3. Practice, and not just the fun stuff!

Yep, writing letters and words is fun but, put the time in to practice basic strokes and drill them. This will help to build muscle memory and will create beautiful, consistent shapes. I promise it will pay off! However, I’m going to totally contradict myself because, if you get to a point when drilling the basic strokes isn’t fun, and you’re thinking of putting down your pen then….


4. Go crazy, and do the fun stuff!

Sometimes, you just need to experiment. Modern calligraphy is about building your own style and letting loose, so look at some calligraphy accounts on instagram, watch youtube videos and see if you can recreate new letter shapes, new compositions, new styles. Try creating a whole page of one letter, or if you’re planning on creating your own place cards for an event, then perhaps try a whole page of names which start with the same letter.


5. Keep old practice sheets

It’s amazing how quickly you can improve with consistent practice.
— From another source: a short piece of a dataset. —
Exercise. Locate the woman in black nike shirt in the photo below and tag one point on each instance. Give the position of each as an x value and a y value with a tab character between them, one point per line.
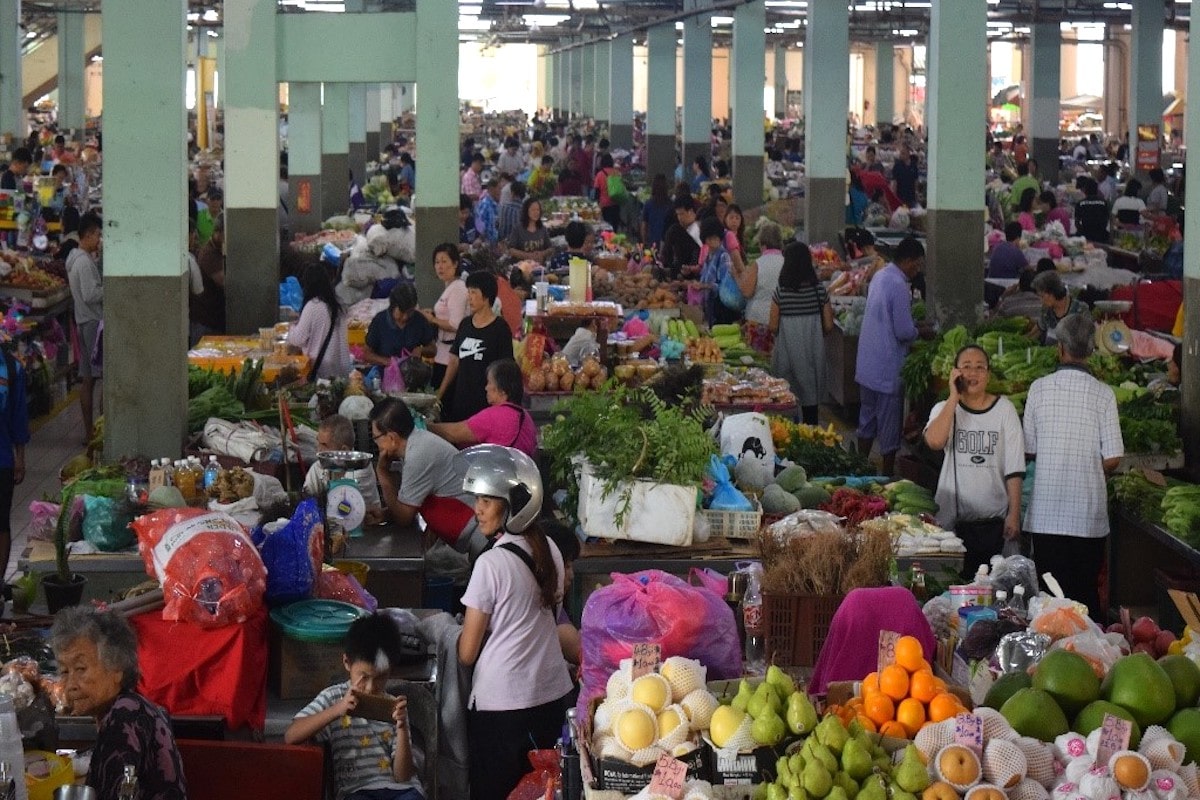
483	337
However, sometimes it can be discouraging if you are comparing yourself to professional calligraphers, or are struggling with a particular word, letter or flourish. In those moments, I find it really helps to look back at old pictures of my work or dig out a scrap bit of paper with some letter drills from years ago. Just seeing that improvement always gives me the boost I need, I’m sure it will work for you too.